看著七嘴八舌爭的不可開交的下屬們,王金勝著實有點被吵得腦袋疼。
“大家說的都有道理,但你們都忽略了一個問題。”王金勝掃視了一圈說道。
眾將聞言頓時停下了爭執,紛紛向他投來了詢問的目光。
“那就是,你們想得到的,金凌云會想不到嗎?”王金勝也不賣關子,淡淡地說道。
對啊,自己這群人在這里想這想那的,又怎知這不是對方正想看見的結果呢。
故布疑陣,方才能更好地打亂己方的陣腳。
想通了這一點后,眾人也紛紛露出了若有所思的表情來,反思起了自己剛才的不足和片面之處。
“那么大人,依您之見,該當如何?”最后還是曹烈察言觀色,知道大人心里一定是有了定計,所以趕忙配合地問道。
王金勝笑著看了他一眼,緩緩開口:“首先我們來總結一下,面對這種態勢,敵我雙方一共可以有多少種選擇?”
眾將聞言皆露出思索之色,最后還是韓玄章率先回答道:“這卻是不難,第一種便是敵正我正,雙方直接在正面戰場上憑實力較量,如果大人可以成功將金凌云斬殺于陣前的話,雖然我軍戰力實不如對方,但在敵人軍心大亂之下,未嘗不能覓得一線勝機,不過依我之見,敵人選擇這種戰法的可能性并不高。
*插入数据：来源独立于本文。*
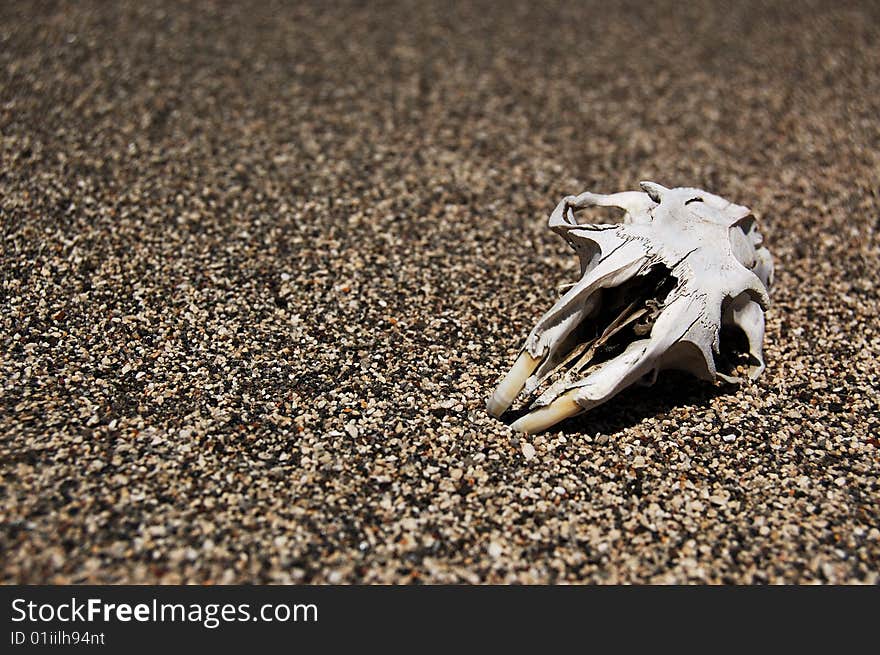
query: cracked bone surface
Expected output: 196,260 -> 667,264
487,182 -> 773,434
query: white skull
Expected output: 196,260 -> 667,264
488,182 -> 773,434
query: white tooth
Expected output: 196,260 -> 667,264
488,182 -> 773,434
486,350 -> 541,418
510,390 -> 584,434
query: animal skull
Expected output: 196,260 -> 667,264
487,182 -> 773,434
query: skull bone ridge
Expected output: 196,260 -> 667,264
487,182 -> 773,434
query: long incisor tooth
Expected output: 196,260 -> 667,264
486,350 -> 541,418
510,390 -> 584,434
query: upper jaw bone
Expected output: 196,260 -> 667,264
487,184 -> 772,433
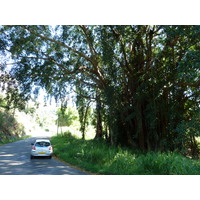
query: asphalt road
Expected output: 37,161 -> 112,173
0,137 -> 87,175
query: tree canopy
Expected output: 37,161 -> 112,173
0,25 -> 200,153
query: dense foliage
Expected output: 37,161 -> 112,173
51,132 -> 200,175
0,96 -> 25,143
0,26 -> 200,156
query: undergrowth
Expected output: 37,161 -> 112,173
51,132 -> 200,175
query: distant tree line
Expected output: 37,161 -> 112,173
0,25 -> 200,155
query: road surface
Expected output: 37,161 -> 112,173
0,137 -> 87,175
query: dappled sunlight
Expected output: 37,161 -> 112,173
0,136 -> 89,175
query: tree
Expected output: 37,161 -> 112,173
0,26 -> 200,155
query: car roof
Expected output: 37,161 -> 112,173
35,139 -> 50,142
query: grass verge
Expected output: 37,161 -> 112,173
51,132 -> 200,175
0,135 -> 32,145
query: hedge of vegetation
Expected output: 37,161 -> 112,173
51,132 -> 200,175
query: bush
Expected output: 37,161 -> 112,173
52,132 -> 200,175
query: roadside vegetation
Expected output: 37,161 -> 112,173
0,25 -> 200,174
51,132 -> 200,175
0,135 -> 31,145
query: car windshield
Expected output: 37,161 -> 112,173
35,141 -> 50,147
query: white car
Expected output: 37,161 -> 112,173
31,139 -> 53,159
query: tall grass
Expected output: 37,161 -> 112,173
51,132 -> 200,175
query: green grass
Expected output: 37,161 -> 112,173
0,135 -> 31,145
51,132 -> 200,175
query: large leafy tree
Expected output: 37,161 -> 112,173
0,26 -> 200,155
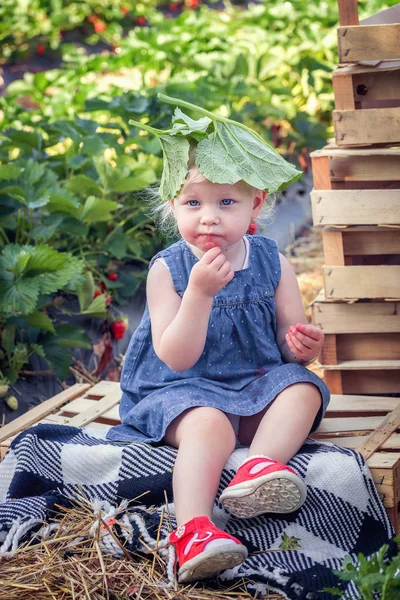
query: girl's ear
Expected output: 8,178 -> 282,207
251,190 -> 267,219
”
“此話怎講?”陳東路側頭看向韓玄章說道。
“東路將軍莫急,且聽韓某繼續分說,之所以說可能性不高,一是因為雙方主帥照面對金凌云來說風險太大,千金之子不做垂堂,既然明知收下軍士的戰力遠勝我方,又何必親身涉險?其二呢,則是因為另一種可能,名為敵正我奇,顧名思義就是敵方主力集中于正面,而我軍則在大人親自帶領之下出奇兵取道側翼,完成包夾,如此一來敵軍腹背受敵,則必敗矣。所以結合這兩點來看,無論是出現哪種情況,對他來說都是不利的,故我認為他選擇這種戰法的可能性很小。”韓玄章井井有條地陳述著自己的看法。
眾將聞言皆是眼前一亮,紛紛點頭表示贊同。
王金勝也是目露贊許地看著他說道:“說得不錯,玄章你繼續。”
韓玄章得到了鼓勵,眼中愈發神采奕奕地說道:“接下來便是第三種,敵奇我正,這無疑是對我軍來說最不利的一種情況,如果我們選擇將主力暴露在明面,那便會遭到對方的兩面夾擊,再加上本身的實力差距,恐怕獲勝的可能會十不存一。”韓玄章搖頭皺眉說道。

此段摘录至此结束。